Тахти стоял перед зеркалом и старался поопрятнее уложить отросшие волосы. Еще немного, и они будут собираться в хвост на затылке. Такую длину он всегда носил в Ла’а, но здесь, на севере, его первым делом постригли. Он вспомнил тот чудовищный день, когда его силком усадили в кресло, и как он сбежал, и как все превратилось в грязный бардак с дракой. Он с полгода проходил в вязаной шапке, которую не снимал даже в помещении. Теперь казалось, все было так давно. Воспоминания поистерлись. Виной тому было и время, но еще постоянные транквилизаторы и еще один наркоз.
Тахти все еще еле ходил, хотя врач сказал, что с понедельника его, скорее всего, выпишет. Стояли тихие солнечные дни, и свет казался золотым и чистым. Тахти позвонил Тори и предложил прогуляться по парку. Ничего, он сможет. Он соскучился. И по Тори, и по прогулкам на улице. Сколько можно валяться на кровати.
Они встретились у главного входа. Тахти очень хотел бы оставить трость дома, пусть даже это была бесподобная антикварная трость Чеслава. Все равно он не хотел, чтобы Тори видела, как он ходит с тростью. Но Тори на это даже не обратила внимания. Подлетела к нему, обняла легонько.
Только погулять не очень получилось. Тахти еле шел, улиточными темпами, воздуха не хватало. Тори потихоньку шла рядом с ним.
Прохожие пугали. Казалось, что если кто-то из них заденет Тахти, то он сломается. Рассыплется на сотню осколков.
Он остановился, оперся на трость двумя руками и просто дышал, а сердце билось в груди безумным барабаном. Тори остановилась с ним рядом, заглянула в лицо, провела ладонью по лбу.
– Ты в порядке?
– Давай… посидим, хорошо? Мне бы… мне бы отдохнуть немного. – Он задыхался, но старался говорить спокойно и мягко. – Тяжело…. тяжело пока долго ходить.
– Давай, конечно, – сказала Тори. – Может, не надо было приезжать?
– Я… соскучился. Хотел… хотел тебя… увидеть. Тебя… Увидеть.
Люди вокруг шли быстрым, размашистым шагом. Они всегда так ходят? С такой нервозностью, словно нож со свистом режет воздух? И ведь как-то раньше Тахти мог так же носиться. Кажется, мог. Теперь это было за гранью фантастики.
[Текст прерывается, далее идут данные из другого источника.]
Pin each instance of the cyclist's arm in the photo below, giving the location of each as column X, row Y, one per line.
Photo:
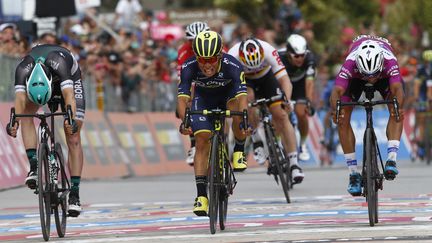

Тахти по трости опустился на ближайшую лавочку, словно столетний старикан. Сердце заходилось ударами, ноги дрожали. Бандаж мешал сделать полный вдох. Он сидел и ждал, когда в теле снова появятся силы встать. Тори опустилась рядом, обхватила его плечо, касалась щекой.
– Прости, что так получилось.
– Не говори ерунды. Хочешь, такси вызовем?
– Давай посидим просто.
Он отдохнет, и тогда сможет дойти до остановки, сесть на трамвай и доехать до общаги. Там на бульваре тоже есть лавочки. По дороге в общагу он сможет отдохнуть. Он пойдет медленно, будет отдыхать столько, сколько потребуется. А потом поднимется на пятый этаж, тоже медленно. И там, в спальне, ляжет на кровать. И тогда можно будет расслабиться.